21. A Viúva Negra
- Tendes a certeza. Porque precisa uma mulher de tantos livros, Helena?
- Para não ser um cepo, Bianca.- Respondi-lhe com simplicidade.- Vê o que eu passo, Sr. Gomes?- Brinquei.
- Não ceda, menina.- Respondeu de ânimo leve.
Após escolher dois novos livros e os da infanta paguei ao senhor e entreguei os livros a Bianca.
- Vá com Deus, menina Helena.
- Adeus, Sr. Gomes.
Na rua estava frio. O povo já andava para cá e para lá esbaforido, cumprindo a rotina do dia a dia.
A pouca chuva de ontem à tarde foi o suficiente para encher as ruas de lama e mais coisas que nem é bom saber o que é.

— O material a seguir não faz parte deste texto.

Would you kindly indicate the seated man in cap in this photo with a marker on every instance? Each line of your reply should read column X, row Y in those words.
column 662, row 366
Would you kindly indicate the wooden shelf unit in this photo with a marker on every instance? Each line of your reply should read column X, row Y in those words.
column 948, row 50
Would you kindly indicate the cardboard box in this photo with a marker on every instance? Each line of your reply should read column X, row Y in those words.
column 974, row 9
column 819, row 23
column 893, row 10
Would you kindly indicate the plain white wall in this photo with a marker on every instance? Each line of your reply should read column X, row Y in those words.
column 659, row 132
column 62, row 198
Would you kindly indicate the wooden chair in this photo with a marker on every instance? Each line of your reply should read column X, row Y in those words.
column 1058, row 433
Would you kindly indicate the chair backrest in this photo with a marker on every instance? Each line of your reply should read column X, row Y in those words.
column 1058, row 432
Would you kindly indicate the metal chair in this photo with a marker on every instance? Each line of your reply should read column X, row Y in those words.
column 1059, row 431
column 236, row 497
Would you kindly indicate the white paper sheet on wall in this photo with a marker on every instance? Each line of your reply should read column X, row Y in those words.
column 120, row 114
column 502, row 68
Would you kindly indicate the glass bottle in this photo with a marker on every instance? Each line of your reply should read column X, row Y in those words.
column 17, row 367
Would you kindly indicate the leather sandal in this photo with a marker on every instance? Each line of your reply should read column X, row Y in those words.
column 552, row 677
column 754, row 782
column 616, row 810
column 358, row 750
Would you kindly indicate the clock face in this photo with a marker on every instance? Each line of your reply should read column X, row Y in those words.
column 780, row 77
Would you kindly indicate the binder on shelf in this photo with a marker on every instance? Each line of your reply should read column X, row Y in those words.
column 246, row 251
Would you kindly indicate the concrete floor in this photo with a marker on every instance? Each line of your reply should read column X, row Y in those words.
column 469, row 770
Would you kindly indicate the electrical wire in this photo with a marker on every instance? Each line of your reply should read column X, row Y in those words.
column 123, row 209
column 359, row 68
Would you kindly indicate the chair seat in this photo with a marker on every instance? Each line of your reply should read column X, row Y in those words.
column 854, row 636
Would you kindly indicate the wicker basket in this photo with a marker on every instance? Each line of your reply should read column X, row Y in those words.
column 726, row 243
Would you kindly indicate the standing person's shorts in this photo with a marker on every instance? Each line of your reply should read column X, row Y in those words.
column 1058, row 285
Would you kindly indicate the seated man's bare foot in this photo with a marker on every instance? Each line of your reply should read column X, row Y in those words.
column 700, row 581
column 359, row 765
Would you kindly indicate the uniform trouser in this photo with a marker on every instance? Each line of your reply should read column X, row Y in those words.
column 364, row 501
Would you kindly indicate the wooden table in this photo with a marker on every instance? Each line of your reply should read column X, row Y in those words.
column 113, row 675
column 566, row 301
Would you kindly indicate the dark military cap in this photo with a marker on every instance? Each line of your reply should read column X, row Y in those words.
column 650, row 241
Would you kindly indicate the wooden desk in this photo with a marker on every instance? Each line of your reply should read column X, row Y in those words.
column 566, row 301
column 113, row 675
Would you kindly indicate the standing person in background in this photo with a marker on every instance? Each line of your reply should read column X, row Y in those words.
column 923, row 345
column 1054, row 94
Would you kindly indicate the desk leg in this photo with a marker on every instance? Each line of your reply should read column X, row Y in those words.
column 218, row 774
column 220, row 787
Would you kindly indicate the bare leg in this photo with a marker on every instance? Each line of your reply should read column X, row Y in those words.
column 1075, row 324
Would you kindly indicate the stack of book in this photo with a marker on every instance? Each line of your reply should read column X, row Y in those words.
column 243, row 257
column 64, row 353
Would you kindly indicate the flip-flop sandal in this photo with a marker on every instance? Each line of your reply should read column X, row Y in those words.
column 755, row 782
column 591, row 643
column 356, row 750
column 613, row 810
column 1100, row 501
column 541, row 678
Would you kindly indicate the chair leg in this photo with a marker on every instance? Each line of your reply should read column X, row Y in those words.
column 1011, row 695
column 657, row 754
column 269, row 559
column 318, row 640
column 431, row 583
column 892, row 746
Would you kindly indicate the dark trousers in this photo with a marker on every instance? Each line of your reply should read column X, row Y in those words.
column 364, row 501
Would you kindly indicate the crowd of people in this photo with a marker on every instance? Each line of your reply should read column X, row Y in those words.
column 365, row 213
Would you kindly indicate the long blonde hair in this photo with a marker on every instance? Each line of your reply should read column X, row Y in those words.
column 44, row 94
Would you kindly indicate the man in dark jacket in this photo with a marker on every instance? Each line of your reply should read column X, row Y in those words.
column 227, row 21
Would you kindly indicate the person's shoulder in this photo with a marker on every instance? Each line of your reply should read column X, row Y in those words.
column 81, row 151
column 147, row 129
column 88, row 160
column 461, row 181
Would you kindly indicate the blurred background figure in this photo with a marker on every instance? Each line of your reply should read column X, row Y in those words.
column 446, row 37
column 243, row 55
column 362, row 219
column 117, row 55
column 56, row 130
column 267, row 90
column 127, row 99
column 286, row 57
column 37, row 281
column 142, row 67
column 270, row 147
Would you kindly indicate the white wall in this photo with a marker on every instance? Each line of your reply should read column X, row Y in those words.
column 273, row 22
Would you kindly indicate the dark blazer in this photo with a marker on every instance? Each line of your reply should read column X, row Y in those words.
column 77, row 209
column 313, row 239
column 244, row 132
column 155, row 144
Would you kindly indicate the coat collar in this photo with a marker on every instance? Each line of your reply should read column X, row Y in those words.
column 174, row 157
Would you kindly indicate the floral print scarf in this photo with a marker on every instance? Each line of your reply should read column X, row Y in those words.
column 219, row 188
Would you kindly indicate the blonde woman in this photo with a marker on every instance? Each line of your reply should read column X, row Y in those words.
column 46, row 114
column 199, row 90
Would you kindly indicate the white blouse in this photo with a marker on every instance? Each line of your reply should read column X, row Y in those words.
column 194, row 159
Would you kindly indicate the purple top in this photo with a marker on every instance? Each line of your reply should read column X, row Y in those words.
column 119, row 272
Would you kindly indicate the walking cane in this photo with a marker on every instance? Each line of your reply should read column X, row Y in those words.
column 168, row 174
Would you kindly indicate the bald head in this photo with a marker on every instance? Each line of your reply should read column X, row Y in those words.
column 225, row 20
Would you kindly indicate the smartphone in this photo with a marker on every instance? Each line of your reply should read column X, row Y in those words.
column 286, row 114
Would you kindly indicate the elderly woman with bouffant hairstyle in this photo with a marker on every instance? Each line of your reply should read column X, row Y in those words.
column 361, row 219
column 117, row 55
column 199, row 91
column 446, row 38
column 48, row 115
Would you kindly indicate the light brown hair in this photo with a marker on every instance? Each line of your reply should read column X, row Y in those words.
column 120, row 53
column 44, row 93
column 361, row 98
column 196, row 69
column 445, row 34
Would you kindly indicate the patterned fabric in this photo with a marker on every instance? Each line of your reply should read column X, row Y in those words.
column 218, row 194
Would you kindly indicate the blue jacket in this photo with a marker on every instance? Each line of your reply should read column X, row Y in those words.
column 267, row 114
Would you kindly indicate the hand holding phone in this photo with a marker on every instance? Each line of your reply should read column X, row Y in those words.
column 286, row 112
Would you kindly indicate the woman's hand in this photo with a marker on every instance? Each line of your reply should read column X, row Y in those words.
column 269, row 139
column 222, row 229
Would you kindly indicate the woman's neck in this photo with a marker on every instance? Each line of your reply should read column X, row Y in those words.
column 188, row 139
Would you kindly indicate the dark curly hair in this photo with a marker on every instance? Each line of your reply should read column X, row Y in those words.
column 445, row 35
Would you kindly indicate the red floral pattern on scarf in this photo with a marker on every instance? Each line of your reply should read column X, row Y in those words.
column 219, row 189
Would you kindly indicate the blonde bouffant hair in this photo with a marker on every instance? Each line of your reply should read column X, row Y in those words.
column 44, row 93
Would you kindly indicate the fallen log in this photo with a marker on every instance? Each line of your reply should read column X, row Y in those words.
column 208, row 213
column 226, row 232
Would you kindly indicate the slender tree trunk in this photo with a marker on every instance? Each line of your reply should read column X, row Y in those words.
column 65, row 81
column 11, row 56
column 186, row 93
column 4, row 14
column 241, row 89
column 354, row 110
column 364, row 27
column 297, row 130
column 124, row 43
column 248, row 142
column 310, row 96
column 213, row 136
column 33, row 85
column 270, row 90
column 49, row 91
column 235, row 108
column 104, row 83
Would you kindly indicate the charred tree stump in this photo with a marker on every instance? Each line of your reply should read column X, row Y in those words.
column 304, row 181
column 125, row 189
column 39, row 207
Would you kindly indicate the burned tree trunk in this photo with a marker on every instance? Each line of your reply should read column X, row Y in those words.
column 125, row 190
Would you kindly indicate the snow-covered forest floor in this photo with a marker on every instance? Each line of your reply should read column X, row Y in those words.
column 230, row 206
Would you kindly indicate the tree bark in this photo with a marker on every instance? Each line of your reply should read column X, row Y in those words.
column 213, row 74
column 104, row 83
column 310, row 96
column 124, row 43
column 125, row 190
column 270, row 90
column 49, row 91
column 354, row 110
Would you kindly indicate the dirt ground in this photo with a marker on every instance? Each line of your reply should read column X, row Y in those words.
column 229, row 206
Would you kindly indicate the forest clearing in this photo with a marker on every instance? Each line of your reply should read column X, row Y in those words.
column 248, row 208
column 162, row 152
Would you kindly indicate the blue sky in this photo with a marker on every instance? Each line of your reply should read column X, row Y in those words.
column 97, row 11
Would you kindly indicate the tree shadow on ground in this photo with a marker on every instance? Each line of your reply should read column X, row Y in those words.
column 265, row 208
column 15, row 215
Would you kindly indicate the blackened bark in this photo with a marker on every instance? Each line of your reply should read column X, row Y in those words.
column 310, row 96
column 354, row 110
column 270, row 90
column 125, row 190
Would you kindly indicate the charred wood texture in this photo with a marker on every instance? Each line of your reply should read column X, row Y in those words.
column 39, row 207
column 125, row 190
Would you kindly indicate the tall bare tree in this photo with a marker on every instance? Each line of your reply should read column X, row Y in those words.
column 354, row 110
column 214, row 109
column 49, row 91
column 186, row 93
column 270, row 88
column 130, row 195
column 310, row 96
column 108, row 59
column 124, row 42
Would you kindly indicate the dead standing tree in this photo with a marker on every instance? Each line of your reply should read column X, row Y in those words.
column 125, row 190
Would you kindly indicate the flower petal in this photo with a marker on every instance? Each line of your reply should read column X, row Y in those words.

- Cuidado!- Fui empurrada para o passeio de forma bruta.
- Ei!- Abri os olhos e soltei-me daquele aperto inapropriado.
Hum... Tinha um cheiro agradável.
- Para a próxima deixar-vos-ei debaixo da carruagem.- Ralhou.
Que arrogante este embaixador!
- E devia agradecer-vos por me arremessares contra uma parede e por me tocares sem autorização?!- Indignei-me.- Não permiti essa aproximação, senhor!
Era ruivo. Um laranja escuro tomava os seus cabelos, em parte apanhados, como D. Francisco usava por vezes. Fica ainda mais bonito sem aquela peruca ridícula.
Desviei o rosto para não corar desnecessariamente e dei com uma carroça desalmada que lhe iria acertar.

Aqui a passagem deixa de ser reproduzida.